Öğrenciler, polis müdahalesine maruz kalmadan eylemlerini sonlandırarak alandan ayrıldı.
Kulüp ve topluluklara baskı
Boğaziçi Üniversitesi’ndeki öğrenci kulüpleri ve toplulukları her gün yeni bir baskıyla karşılaşıyor.
Sık sık okul yönetimi tarafından etkinlikleri iptal edilen kulüp ve topluluklar, yurt krizi bahane edilerek odalarından atılıp okulun ücra bir köşesinde bulunan mezunlar derneğinin (BÜMED) yerine yerleştirilmişti.
Son olarak geçtiğimiz günlerde düzenlenen okul tanıtım günlerinde bazı toplulukların stant açmasına keyfi bir şekilde izin verilmemişti. Tanıtım günleri boyunca güvenlikler yoğun bir şekilde devriye atarken bazı masalara fiziki müdahalede bulunulmuştu. Güvenlikler ve yönetim, direniş görselleri ve gökkuşağı bayrağı gibi ‘sevmediği’ materyallere saldırırken kulüp ve toplulukların stantlarını kaldırmakla tehdit etmişti.

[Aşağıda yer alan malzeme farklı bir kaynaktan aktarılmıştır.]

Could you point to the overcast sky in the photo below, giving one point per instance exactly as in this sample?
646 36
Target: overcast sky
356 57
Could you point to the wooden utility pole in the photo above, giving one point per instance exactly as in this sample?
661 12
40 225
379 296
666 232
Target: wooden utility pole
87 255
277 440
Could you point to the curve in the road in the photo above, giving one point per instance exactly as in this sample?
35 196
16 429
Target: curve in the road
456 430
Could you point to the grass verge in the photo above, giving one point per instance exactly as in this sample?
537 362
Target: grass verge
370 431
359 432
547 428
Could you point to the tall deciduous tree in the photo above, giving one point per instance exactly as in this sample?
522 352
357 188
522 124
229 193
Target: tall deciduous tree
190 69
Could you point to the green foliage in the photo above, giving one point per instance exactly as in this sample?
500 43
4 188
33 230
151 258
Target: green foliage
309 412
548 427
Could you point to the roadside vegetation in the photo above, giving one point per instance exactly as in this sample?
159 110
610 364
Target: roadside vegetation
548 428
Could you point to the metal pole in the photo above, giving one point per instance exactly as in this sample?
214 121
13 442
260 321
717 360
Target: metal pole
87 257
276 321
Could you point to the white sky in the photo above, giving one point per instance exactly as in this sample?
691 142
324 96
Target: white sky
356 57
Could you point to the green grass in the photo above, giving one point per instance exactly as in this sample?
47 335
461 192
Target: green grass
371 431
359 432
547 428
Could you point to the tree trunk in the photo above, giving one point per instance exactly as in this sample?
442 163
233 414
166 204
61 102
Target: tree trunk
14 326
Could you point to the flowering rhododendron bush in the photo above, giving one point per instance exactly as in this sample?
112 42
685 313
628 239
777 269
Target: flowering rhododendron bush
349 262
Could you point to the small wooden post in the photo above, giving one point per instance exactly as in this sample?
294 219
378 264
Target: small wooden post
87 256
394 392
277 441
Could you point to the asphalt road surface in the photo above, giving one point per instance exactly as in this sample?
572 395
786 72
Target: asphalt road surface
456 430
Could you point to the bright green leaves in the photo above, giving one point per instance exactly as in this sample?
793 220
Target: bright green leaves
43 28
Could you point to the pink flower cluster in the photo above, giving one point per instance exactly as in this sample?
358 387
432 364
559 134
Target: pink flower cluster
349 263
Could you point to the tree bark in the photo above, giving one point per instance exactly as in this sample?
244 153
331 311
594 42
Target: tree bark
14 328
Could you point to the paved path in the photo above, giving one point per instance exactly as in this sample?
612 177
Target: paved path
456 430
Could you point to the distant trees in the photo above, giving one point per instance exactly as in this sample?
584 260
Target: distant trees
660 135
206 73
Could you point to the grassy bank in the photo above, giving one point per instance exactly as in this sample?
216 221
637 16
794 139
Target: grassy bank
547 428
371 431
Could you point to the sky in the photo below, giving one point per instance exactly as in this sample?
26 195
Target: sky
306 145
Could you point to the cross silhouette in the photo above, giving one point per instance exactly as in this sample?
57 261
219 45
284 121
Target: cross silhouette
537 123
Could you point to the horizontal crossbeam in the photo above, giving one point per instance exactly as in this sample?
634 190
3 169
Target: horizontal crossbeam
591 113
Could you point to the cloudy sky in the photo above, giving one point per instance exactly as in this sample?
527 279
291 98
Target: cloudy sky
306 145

Ayrıca, okul yönetimi kulüp ve toplulukların asacağı afişler okulun kültür, sanat ve etkinlik şube müdürlüğünün onayına bağlandı. Afişler ancak müdürlükçe damgalandıktan sonra asılabilecek. Damgasız afişler güvenlik birimlerince kaldırılacak.
Okul yönetimi, kendine yakın görmediği öğrenci topluluklarının etkinliklerinde sıkı denetimler yaparken dönem dönem üniversiteye polis bile çağırıyor.